One of the best books that I've ever been given, and that I still have, is The Amazing World of Nature (Readers Digest 1969), a big hardcover trove of fascinating pictures and stories. Dorrien wrote in it for me: To Damon With love from Granny and Grandpa Alpin Christmas 1975. I wrote on the following page, in a childish hand: Damon Hart-Davis 29 Eyncham Road, and stamped twice my name in blue with a rubber stamp that I had!

Dorrien and Joe had two daughters: my mum Adrienne, and her elder sister Penny. With Penny's son Christopher and me and my brother Jason, that makes three grandchildren.

Dorrien and Joe were both from large (~13 sibblings?) Yorkshire families.

Dad's Parents: June and Rupert

June and Rupert at home in Marske
June and Rupert at home in the Old Rectory, Marske-in-Swaledale, North Yorkshire. (Original at the Gallery.)

I've only ever known June as my other grandmother, sweet and small and gentle. She is not my genetic grandmother, see Adam's notes below.

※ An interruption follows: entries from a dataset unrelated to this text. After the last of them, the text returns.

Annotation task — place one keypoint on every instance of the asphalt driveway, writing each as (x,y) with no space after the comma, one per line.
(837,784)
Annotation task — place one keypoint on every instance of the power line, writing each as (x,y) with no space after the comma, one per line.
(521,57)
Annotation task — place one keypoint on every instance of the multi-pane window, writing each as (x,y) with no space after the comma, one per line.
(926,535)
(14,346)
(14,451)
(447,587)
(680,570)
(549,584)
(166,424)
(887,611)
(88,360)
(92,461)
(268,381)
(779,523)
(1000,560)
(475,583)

And Grandfather Rupert I've always thought of as a half-deaf slightly gruff growly person when I was a kid, and subsequently learning that he was military makes sense.

Their huge house in Marske-in-Swaledale, the old vicarage for Marske likely having more rooms than the rest of the village, was amazing. A beck (small river) at the bottom of the garden, fields around it, a lovely view, two staircases so we as kids (my brother and cousins Amy and Simon) could chase one another up one and down the other. The thousands of books lining every wall and which subsequently were sold off en masse to a university. Everything smelt of very slightly musty books, in my probably wonky memory... And so many bedrooms — maybe 14 I think I may have counted.

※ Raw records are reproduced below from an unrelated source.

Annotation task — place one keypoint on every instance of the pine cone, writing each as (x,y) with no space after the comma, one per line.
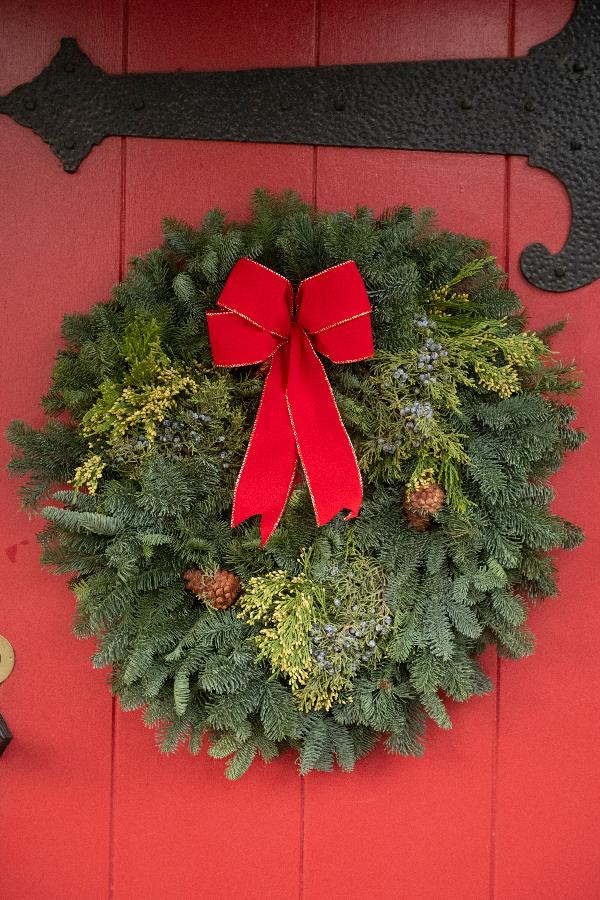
(422,504)
(220,591)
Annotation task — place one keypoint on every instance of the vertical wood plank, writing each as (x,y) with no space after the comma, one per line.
(548,779)
(402,827)
(181,830)
(59,252)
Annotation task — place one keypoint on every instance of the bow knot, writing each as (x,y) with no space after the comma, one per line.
(259,320)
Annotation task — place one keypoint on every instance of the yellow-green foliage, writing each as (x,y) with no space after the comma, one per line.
(286,606)
(348,613)
(476,353)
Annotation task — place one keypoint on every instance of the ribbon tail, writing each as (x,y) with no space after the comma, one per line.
(267,474)
(325,450)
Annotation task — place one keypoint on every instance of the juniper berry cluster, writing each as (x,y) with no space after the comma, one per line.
(347,647)
(429,356)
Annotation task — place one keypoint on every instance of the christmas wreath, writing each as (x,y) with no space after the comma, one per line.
(384,436)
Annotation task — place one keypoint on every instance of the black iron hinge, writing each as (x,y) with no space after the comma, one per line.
(545,106)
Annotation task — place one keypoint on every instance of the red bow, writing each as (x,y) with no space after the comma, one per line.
(298,415)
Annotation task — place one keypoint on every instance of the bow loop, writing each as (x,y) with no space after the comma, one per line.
(298,416)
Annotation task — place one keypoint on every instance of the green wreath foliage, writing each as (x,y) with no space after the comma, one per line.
(343,633)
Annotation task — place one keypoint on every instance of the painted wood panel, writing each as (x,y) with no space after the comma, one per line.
(504,806)
(59,251)
(548,776)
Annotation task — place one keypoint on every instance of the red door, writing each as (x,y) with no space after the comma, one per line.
(503,806)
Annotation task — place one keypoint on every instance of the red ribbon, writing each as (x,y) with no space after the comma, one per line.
(298,416)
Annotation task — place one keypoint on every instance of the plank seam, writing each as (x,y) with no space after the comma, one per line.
(122,230)
(496,739)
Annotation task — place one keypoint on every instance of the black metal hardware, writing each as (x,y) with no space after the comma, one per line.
(5,736)
(545,106)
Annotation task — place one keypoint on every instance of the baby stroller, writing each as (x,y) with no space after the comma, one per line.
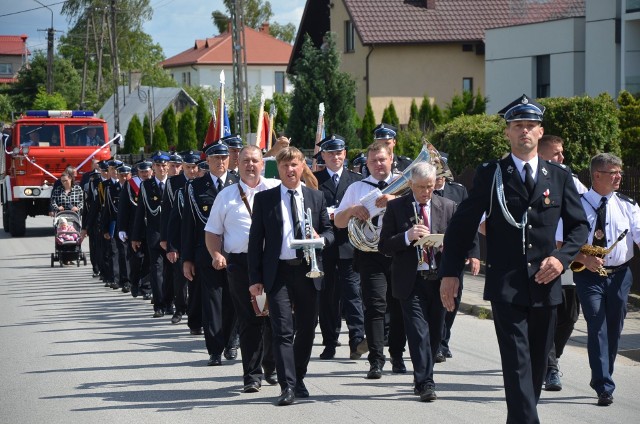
(67,226)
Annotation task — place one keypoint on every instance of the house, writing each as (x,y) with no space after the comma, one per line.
(267,59)
(595,52)
(401,50)
(142,99)
(13,56)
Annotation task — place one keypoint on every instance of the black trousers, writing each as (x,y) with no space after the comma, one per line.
(525,335)
(256,344)
(568,312)
(340,295)
(374,269)
(423,315)
(292,293)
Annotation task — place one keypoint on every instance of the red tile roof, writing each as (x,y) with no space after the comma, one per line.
(410,21)
(12,45)
(262,49)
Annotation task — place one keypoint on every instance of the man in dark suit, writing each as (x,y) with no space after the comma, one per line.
(414,277)
(456,192)
(524,198)
(211,286)
(147,227)
(280,271)
(341,286)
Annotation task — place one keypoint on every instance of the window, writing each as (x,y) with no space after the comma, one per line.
(280,82)
(6,69)
(349,37)
(467,85)
(543,76)
(186,79)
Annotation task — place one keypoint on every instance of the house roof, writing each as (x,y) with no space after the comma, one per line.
(411,21)
(12,45)
(261,48)
(135,103)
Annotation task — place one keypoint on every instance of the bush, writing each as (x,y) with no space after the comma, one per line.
(588,125)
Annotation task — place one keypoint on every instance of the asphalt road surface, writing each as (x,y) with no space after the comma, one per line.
(73,351)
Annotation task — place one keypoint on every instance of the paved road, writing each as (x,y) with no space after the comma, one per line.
(75,352)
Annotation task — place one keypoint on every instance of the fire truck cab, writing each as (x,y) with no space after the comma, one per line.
(36,150)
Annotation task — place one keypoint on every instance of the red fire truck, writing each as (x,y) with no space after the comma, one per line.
(37,148)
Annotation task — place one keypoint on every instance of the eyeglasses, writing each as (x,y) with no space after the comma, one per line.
(611,173)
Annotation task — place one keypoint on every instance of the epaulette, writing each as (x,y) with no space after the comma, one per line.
(559,165)
(626,198)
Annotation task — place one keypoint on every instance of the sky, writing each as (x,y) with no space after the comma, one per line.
(175,25)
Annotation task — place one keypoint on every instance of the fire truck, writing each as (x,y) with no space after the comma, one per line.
(36,149)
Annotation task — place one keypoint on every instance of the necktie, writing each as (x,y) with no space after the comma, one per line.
(599,235)
(297,228)
(528,179)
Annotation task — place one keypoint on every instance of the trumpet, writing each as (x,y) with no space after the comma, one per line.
(309,244)
(597,251)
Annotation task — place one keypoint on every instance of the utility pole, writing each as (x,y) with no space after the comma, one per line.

(Even the toilets had bookcases, and the corridors were lined too: more library than any library I've ever been in, including the British Library, the Royal Society, and various university libraries!)

I remember the grandfather clock in the front hallway, and the cool space outside the kitchen at the bottom of the other stairs. Black and white tiles in both, I think. Also near the kitchen, the nice cool pantry.

Rupert was a great-great-great-grandson of King William IV, twice illegitimate! Rupert received a knighthood in 1967 for services to literature, so June and he became formally Sir Rupert and Lady June Hart-Davis.

(Rupert has a Wikipedia page where you can read more about him, as well as leaving multiple volumes of autobiography and letters behind. Once in the school library in sixth form, the librarian said I didn't know that your grandfather was married to [Dame] Peggy Ashcroft! to which I responded Nor did I!, and she showed me in Who's Who...)

After Rupert died, as I recall, June moved first to a house in Marske, then a townhouse in Darlington, then a retirement home in Richmond, where I visited her once.

Adam's Comments

Adam sent me the following photos and notes ():

June was not my mother. Dad and Comfort (Mum) separated and divorced around 1960. Dad went off to Yorkshire and married Ruth (Simon), who then died, and he married June (Clifford) around 1968. I think you must have met Mum when you were tiny, but we left for Canada in 1968, and she died before we came back.

I trawled through some old photo albums and came up with a few pictures.

Family shows Dad, Mum, Duff, Bridget, and me as a baby in 1943.

Hendaye Plage beach pics are 1956 - Dad, Mum, me, Bridget.

The pics labelled Mum are 1962, with Duff, Phylla, and Bridget; and Mum with her Fez, which I brought back from Fez.
Finally Dad with you in 1967.

([Photo credits] The one of you with Dad is mine. The ones on the beach were taken by whoever is not in the picture, Dad or Bridget or me. Duff was away in national service. The one of me as a baby was probably taken by Diana Gamble. The one of Mum, Duff, Phylla, and Bridget may have been taken by Phylla’s sister Olivia. I was in India at the time.)